Si un amigo te pregunta “¿qué edad tienes?”, tu mente arrojará un dato y le dirás a tu interlocutor un número: exactamente los años que cumpliste en tu último aniversario de nacimiento.
Pero ahora, párate un momento en intimidad y pregúntale a tu cuerpo: “¿qué edad tienes?” La edad biológica habla de tu salud, de tu energía, de tu vitalidad. Puede que el número que se te ocurra sea diferente al que le dijiste a tu amigo. Lo mismo ocurre con la edad psicológica, esa en la que nos sentimos si nos imaginamos que desaparecen de pronto todos los espejos, las fotos y los cristales de los escaparates. Corresponde a nuestras motivaciones, curiosidad, ganas de vivir, de estar enamorados, de entusiasmarnos, de aprender. Al contrario que la edad cronológica, esta edades pueden avanzar rápido, detenerse y hasta ir en retroceso.
A esa pregunta que nos hizo el amigo y que íbamos a responder rápidamente de forma automática, aún podemos darle una vuelta más. Si nos olvidamos de nuestro cuerpo físico, la edad de nuestro carruaje y también nos olvidamos de nuestro ego, la edad con la que se siente el conductor de ese carruaje ¿qué edad tiene el viajero que va dentro del coche? ¿qué edad tiene nuestra alma?
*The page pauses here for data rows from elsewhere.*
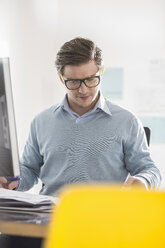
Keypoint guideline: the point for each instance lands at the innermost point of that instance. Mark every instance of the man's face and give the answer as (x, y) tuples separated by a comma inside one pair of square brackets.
[(83, 99)]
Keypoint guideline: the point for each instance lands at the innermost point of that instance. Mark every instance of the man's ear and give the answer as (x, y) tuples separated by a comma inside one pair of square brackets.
[(61, 79), (101, 71)]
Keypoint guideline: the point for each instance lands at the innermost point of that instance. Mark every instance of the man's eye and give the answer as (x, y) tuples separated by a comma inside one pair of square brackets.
[(74, 81)]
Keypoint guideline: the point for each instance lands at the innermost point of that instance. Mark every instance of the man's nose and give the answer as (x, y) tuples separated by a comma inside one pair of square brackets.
[(83, 88)]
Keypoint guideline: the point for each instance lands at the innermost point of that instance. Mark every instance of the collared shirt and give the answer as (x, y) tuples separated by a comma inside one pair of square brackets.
[(106, 144)]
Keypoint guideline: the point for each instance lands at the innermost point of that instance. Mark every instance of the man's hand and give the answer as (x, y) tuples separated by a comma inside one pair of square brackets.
[(7, 184), (132, 181)]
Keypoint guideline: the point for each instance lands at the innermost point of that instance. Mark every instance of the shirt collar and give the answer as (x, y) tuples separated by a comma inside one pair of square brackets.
[(101, 104)]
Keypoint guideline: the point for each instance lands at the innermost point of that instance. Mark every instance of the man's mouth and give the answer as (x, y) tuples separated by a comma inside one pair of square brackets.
[(84, 97)]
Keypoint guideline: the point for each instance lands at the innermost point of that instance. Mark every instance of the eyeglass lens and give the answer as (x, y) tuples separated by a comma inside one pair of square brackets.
[(89, 82)]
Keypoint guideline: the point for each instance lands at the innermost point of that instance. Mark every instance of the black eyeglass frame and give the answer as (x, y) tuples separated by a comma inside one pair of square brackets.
[(82, 81)]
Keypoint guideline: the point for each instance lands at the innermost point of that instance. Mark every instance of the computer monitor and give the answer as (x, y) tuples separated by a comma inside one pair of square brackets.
[(9, 156)]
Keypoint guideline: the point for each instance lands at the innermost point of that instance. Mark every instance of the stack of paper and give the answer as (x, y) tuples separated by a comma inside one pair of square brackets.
[(25, 204)]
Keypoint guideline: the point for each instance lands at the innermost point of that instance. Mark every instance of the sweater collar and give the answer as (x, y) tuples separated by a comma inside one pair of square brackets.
[(101, 104)]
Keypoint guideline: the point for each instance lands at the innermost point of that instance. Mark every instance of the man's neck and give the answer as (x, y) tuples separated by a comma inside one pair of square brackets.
[(82, 110)]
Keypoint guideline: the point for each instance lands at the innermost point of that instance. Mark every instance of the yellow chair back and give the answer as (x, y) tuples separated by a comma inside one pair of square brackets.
[(103, 216)]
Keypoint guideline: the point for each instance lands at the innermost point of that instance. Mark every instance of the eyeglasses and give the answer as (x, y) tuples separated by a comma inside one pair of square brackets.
[(74, 84)]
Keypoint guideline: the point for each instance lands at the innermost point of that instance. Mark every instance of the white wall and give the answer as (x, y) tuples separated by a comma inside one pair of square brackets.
[(130, 33)]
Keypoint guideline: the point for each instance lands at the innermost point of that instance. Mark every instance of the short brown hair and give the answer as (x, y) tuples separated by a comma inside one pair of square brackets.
[(76, 52)]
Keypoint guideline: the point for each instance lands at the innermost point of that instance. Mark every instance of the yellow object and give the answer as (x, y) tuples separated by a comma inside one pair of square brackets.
[(103, 216)]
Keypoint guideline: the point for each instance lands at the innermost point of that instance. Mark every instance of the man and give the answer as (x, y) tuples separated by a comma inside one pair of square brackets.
[(86, 138)]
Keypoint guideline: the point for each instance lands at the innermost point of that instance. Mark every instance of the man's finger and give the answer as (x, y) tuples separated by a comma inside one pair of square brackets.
[(3, 180)]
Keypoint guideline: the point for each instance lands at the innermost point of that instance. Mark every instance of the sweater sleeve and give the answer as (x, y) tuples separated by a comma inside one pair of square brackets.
[(137, 156), (30, 162)]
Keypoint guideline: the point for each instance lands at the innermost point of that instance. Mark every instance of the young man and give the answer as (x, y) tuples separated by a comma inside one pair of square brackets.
[(86, 138)]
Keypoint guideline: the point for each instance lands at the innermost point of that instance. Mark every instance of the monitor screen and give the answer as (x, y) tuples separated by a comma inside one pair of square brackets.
[(9, 157)]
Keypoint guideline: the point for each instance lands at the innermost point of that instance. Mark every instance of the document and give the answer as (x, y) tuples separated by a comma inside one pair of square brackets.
[(11, 200)]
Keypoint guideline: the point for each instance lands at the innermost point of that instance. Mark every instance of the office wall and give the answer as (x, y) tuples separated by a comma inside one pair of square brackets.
[(131, 34)]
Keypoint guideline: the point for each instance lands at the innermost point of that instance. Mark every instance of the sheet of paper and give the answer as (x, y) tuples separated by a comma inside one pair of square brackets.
[(27, 197)]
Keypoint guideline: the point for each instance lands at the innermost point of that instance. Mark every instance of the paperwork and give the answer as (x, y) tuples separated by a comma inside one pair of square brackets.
[(11, 200)]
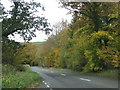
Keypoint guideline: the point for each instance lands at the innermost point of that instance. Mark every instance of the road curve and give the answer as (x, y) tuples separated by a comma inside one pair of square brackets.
[(59, 79)]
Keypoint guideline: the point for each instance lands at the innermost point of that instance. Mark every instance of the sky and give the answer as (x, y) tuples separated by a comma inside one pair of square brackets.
[(52, 12)]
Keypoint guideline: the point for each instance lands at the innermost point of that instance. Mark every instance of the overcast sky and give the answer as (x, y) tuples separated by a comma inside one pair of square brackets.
[(52, 12)]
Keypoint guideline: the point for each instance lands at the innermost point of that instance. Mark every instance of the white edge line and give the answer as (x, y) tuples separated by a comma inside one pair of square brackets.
[(63, 74), (48, 86)]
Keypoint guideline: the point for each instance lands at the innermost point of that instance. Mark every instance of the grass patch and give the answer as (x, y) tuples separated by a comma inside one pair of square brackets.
[(38, 42), (17, 79), (108, 73)]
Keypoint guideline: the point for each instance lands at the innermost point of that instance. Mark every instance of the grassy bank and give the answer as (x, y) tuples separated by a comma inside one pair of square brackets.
[(108, 73), (20, 79)]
Quizá esta última pregunta no tenga una respuesta, ni rápida ni reflexionada y puede que las otras sobre la edad biológica y la psicológica tampoco sean claras, pero quizá nos sirvan para relativizar la importancia de la edad, al tiempo que valoramos sentirnos bien en todos los planos, en todos los instantes de este camino de vida.